The narrative is devised as five sections that chart the course of a flower’s life as “wilting”, “falling”, “rooting”, “rising” and “blooming”. The third section, “rooting”, is centred on Kaur’s mother, who is an immigrant, a refugee and a homesick parent. This section is the first one where an obvious progression in Kaur’s themes is visible. The centring of her mother grounds the poems with their specific, unmistakeable details. With this grounding there emerge boundaries between the different pieces – in the first two parts, the poems tended to blur into each other.

The mirror

This is followed by “rising”, which explores a new, gentle relationship. One of Kaur’s strengths is her words and her illustrations speak directly of the body and its traumas and desires. Whether it is a drawing of feet arched in orgasm or of a woman pleasuring herself, Kaur is creating erotic literature in which young women can see themselves. The section closes with one of Kaur’s most popular poems which says in the end, “if we can’t learn to be kind to each other, how will/ we learn to be kind to the most desperate/ part of ourselves.”

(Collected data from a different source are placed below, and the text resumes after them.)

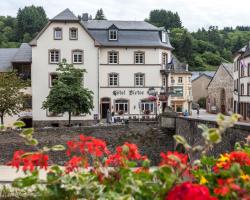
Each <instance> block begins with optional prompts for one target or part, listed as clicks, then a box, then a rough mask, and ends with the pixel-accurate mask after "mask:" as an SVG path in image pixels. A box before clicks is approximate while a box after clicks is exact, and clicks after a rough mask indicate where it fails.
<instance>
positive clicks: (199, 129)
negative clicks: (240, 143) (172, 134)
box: [175, 117, 250, 156]
mask: <svg viewBox="0 0 250 200" xmlns="http://www.w3.org/2000/svg"><path fill="white" fill-rule="evenodd" d="M199 124H206V125H207V126H208V127H210V128H212V127H216V126H217V124H216V122H215V121H207V120H201V119H192V118H182V117H178V118H176V131H175V133H176V134H178V135H182V136H184V137H185V138H186V140H187V141H188V143H189V144H191V145H202V144H203V142H204V141H203V137H202V135H201V133H202V131H201V129H199V128H198V125H199ZM249 134H250V125H249V126H247V125H241V124H236V125H235V126H234V127H233V128H229V129H227V130H226V132H225V133H224V134H223V135H222V142H221V143H219V144H217V145H215V146H214V148H213V149H212V150H211V151H210V154H212V155H214V156H218V155H219V154H221V153H223V152H230V151H232V150H233V149H234V144H235V143H236V142H241V141H246V140H245V139H246V138H247V136H248V135H249Z"/></svg>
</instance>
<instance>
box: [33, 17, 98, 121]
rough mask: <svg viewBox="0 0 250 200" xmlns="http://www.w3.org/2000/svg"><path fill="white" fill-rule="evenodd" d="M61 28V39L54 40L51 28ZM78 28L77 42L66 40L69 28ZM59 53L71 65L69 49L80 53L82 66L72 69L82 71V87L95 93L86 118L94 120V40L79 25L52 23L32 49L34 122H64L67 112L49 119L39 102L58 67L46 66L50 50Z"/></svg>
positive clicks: (69, 22)
mask: <svg viewBox="0 0 250 200" xmlns="http://www.w3.org/2000/svg"><path fill="white" fill-rule="evenodd" d="M57 27H60V28H62V33H63V35H62V40H54V37H53V34H54V29H55V28H57ZM72 27H73V28H77V30H78V40H70V39H69V29H70V28H72ZM52 49H57V50H59V51H60V60H62V59H63V58H65V59H66V60H67V61H68V62H69V63H71V62H72V50H75V49H79V50H82V51H83V63H82V64H75V65H74V66H76V67H79V68H84V69H86V70H87V73H86V74H85V77H84V87H86V88H88V89H90V90H91V91H93V92H94V110H93V111H92V113H91V115H88V116H86V117H85V119H93V115H94V114H98V67H99V65H98V53H99V50H98V48H97V47H95V42H94V40H93V39H92V38H91V37H90V36H89V34H88V33H87V32H86V31H85V30H84V29H83V27H82V26H81V25H80V24H79V23H72V22H66V23H64V22H61V23H59V22H52V23H51V24H50V25H49V26H48V27H47V28H46V30H44V32H43V33H42V34H41V35H40V37H39V38H38V39H37V44H36V46H33V47H32V67H31V69H32V70H31V77H32V96H33V99H32V105H33V121H42V120H67V119H68V116H67V114H66V113H64V114H63V116H62V117H48V112H47V111H46V110H43V109H42V103H43V101H45V99H46V97H47V96H48V94H49V90H50V87H49V82H50V81H49V75H50V73H53V72H56V69H57V67H58V66H57V64H50V63H49V50H52ZM82 118H83V117H72V120H78V119H79V120H81V119H82Z"/></svg>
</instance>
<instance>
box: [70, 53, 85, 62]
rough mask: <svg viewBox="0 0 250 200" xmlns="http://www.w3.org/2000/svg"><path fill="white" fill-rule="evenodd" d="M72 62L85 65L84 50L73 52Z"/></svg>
mask: <svg viewBox="0 0 250 200" xmlns="http://www.w3.org/2000/svg"><path fill="white" fill-rule="evenodd" d="M72 61H73V63H75V64H79V63H83V51H82V50H74V51H72Z"/></svg>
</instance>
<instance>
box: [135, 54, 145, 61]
mask: <svg viewBox="0 0 250 200" xmlns="http://www.w3.org/2000/svg"><path fill="white" fill-rule="evenodd" d="M144 62H145V53H144V52H140V51H138V52H135V64H144Z"/></svg>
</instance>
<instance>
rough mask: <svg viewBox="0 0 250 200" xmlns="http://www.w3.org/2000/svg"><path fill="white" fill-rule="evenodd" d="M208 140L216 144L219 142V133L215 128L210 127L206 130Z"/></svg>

The final section, “blooming”, varies widely in the themes it tackles. The idea of freedom, as one handed down to her by her father, by herself and by other women, ties together the last stretch of her journey. There’s a firmness to the statements where heartache and exuberance used to be. There’s a sense of having learned and being able to share lessons with other women in these poems. In Pace Yourself, she writes:

“the road to changing the world
is never ending”

In Medicine, she writes:

“we need more love
not from men
but from ourselves
and each other”

There are places where one wishes an editor had culled away the rambling and the repetition. There are moments where one can’t help but ask if we haven’t heard Kaur or someone else say that before. But all in all, it is a book that’s accessible to anyone. It can even be moving if you’re receptive to wisdom small enough to fit inside a fortune cookie. Kaur has surmounted extreme fame and consistent criticism to deliver a second, slightly flawed book. In the third, one can only hope she will soothe and surprise in equal measure.

The Sun And Her Flowers, Rupi Kaur, Simon & Schuster.